Spotlight on Admissions Manager Tristan West, RN

New Position is Key to Central Referral Office Success
Reporting directly to Crossroads Senior Vice President of Operations Terri Doughty, Tristan West, RN, is Crossroads’ new Admissions Manager in the Central Referral Office.
A young Mom of three boys, one of them a brand-new baby, Tristan joined Crossroads last April as an Admissions Nurse in Dayton. Her positive impact in less than a year led to her promotion to the new centralized Admissions Manager position.
Now all the Admissions Nurses and Registration Representatives at each site report to Tristan. The numbers are increasing. Tristan said the goal is for each of Crossroads’ six sites to have four Assessment Nurses and two or three Registration Representatives as soon as possible.
When it comes to supporting Assessment Nurses in their role, education is Tristan’s number one priority. She drives to educate her team and patients’ families on the fundamentals of hospice care and its benefits.
It’s no surprise that education is one of Tristan’s areas of focus. Tristan is a nurse educator who was most recently a member of the faculty at Wright State University’s School of Nursing where she taught health assessment. She left Wright State to join Crossroads.

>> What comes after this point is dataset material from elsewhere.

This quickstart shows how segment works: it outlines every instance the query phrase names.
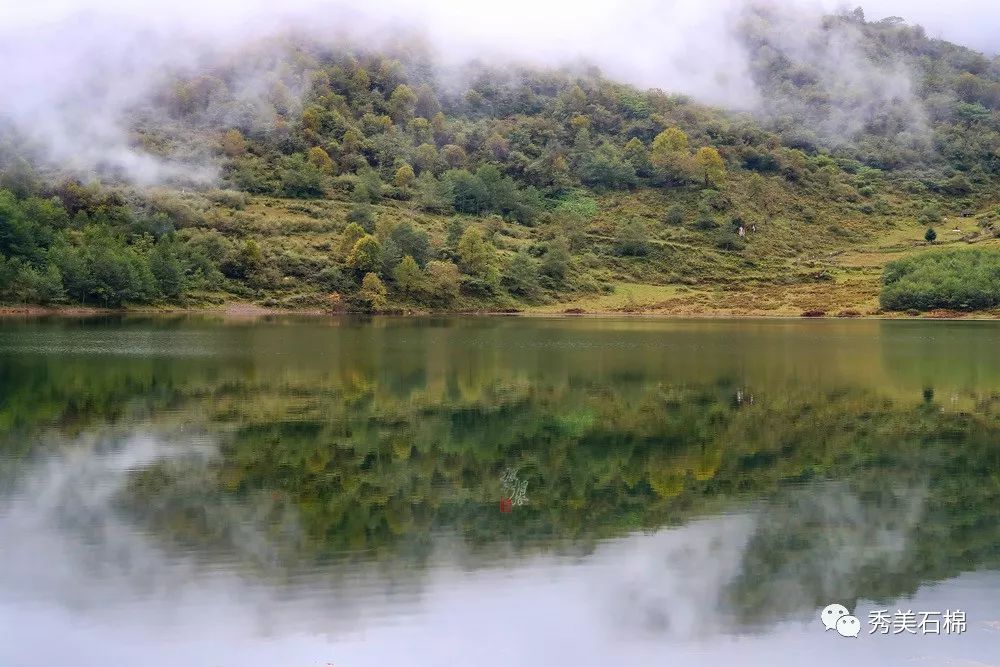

At Crossroads Tristan is responsible for direct supervision of all site Assessment Nurses including reviewing documentation and approving evaluations and competencies. She is also responsible for all new and existing Assessment Nurse training and gathering and analyzing important data on both site and individual conversion rates and other metrics.

Families’ Input Matters
Even as an expert in health assessment and clinical documentation, Tristan is passionate about taking families’ input into consideration when it comes to end-of-life care planning.
“I’m finding that some nurses rely solely on clinical data,” Tristan explained. “But many times they are just looking at records and reports, including medical charts that can be very vague. That’s only a part of the assessment.” Assessments are not “only objectively based on data, assessments also incorporate subjective data based on what the family is telling us.”
Tristan continued, “we’re there to give the family guidance but that means we have to know about disease processes and have the professional ability to have open conversations.” These topics are on Tristan’s education agenda moving forward.
For the moment as the Central Referral Office becomes established, Tristan expects that her team will have high impact on a more streamlined and efficient admissions process for Crossroads’ patients, their families and our referral partners.